22. Method for the cryopreservation of a biological sample, comprising biological cells and a cryopreservation medium, comprising the steps:

providing a cryopreservation device of claim 1,

providing the biological sample in the pressure vessel of the cryopreservation device, and

cooling of the pressure vessel with lowering of the temperature and increasing of the pressure in the pressure vessel, wherein the biological sample is transferred at least partly into a cryopreserved state in a vitreous phase,

wherein the pressure in the pressure vessel is adjusted using a pressure screw in the vessel wall, an expansion area which is adapted to receive a liquid or gaseous extension medium and communicates with the internal space, and/or a pressure clamp which acts from outside on the vessel wall.

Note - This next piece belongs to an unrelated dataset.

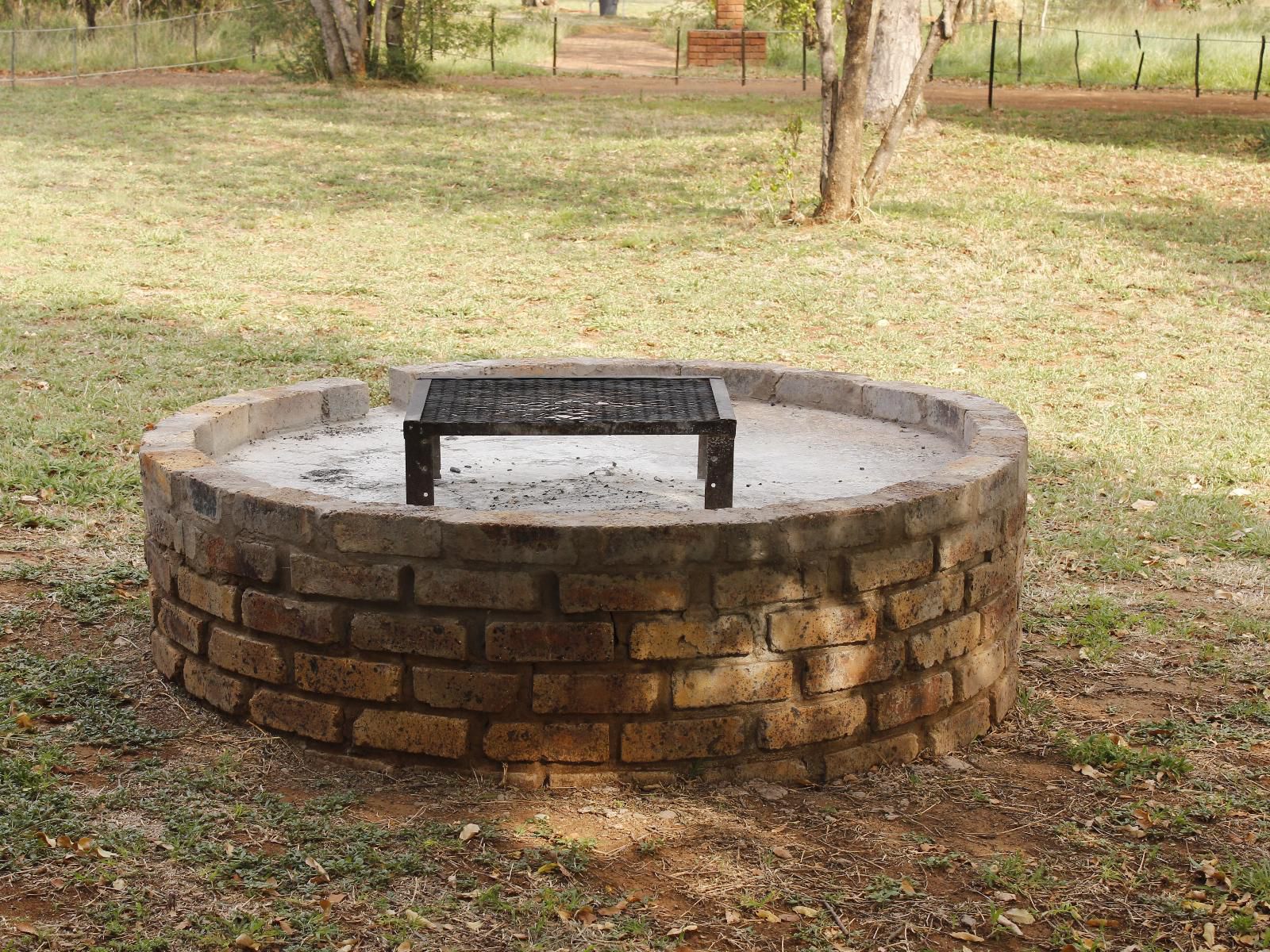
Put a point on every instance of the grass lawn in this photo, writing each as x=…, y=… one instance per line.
x=1106, y=276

23. Method in accordance with claim 12 with the following step:

storage of the biological sample whilst maintaining the increased pressure.

24. Method for the heating of a biological sample such as to maintain vitality, comprising biological cells and a cryopreservation medium in a frozen state which is arranged in a vitreous phase in a pressure vessel, wherein a temperature of the pressure vessel and of the biological sample is increased and simultaneously an increased pressure above atmospheric pressure is maintained in the pressure vessel.

25. Method in accordance with claim 24 in which

the increased pressure above the atmospheric pressure is maintained in the pressure vessel until the biological sample achieves a transition from the frozen or vitrified state to a liquid state.

26. Method in accordance with claim 25 in which

on transition from the frozen or vitrified state to the liquid state the pressure in the pressure vessel is reduced.

27. Method in accordance with claim 26 in which

on transition from the frozen or vitrified state to the liquid state the pressure in the pressure vessel is instantaneously reduced.

28. Method in accordance with claim 26 in which

the pressure in the pressure vessel is reduced by a contraction of the biological sample at the transition from the frozen or vitrified state to the liquid state.

29. Method in accordance with claim 24 in which

the increased pressure is at least one of at least 100 MPa and maximum 300 MPa.

30. Method in accordance with claim 24 in which

the cryopreservation medium contains a stabiliser substance which is suitable to stabilise the vitreous phase of the supercooled melt on increasing the temperature of the biological sample, preferably up to the transition.

31. Method of using a stabiliser substance for the cryopreservation of biological samples, including the steps of

increasing the temperature of a biological sample, comprising biological cells and a cryopreservation medium, and

maintaining a vitreous phase of the biological sample by an effect of the stabiliser substance up to a transition to a liquid state.